In this HIT you will be presented with a a news article an automatically-generated summary of that article. Your job is to rate the the system generation across 2 axes:

  • Coherence/Fluency: Is the system's generation grammatical, easy-to-read, and well-written?
  • Summary Quality: Does the system's generation meaningfully capture the main points in the article?

You will be able to rate each of the three axes on a scale from 1 to 5, with 1 being the lowest/worst and 5 the highest/best.

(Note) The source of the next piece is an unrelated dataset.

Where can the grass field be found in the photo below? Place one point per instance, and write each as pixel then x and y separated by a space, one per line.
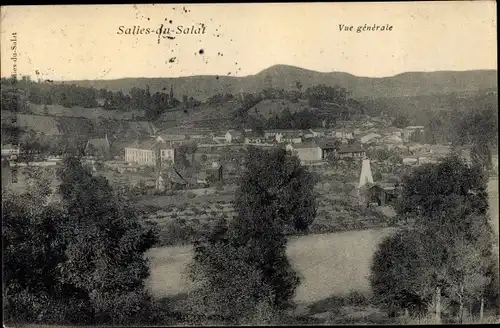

The specific scales are:

  • Coherence/Fluency:
    • 5/5 (excellent): The summary itself is grammatical, fluent, and reasonable.
    • 4/5 (good): The summary generally makes sense, but there are minor grammatical errors or topical shifts that don't make for the best writing.
    • 3/5 (okay): I can see why this summary was generated, and it's somewhat readable, but there are problems that can't be ignored.
    • 2/5 (poor): Some parts of the summary could make sense, but it's unnatural, illogical, or quite hard to read.
    • 1/5 (terrible): The summary has nothing to do with the article, and/or there are severe errors in grammaticality or fluency.
  • Summary Quality
    • 5/5 (very good): The summary correctly and completely captures the key points of the article.
    • 4/5 (mostly good): The summary captures most of the key points from the article.
    • 3/5 (neutral): While there are no egregious inconsistencies, there are major missing key points, or some partly incorrect summarizations.
    • 2/5 (mostly bad): The summary mentions some things from the article, but there are few reasonable points.
    • 1/5 (awful): The summary has nothing to do with the article or severely contradicts it.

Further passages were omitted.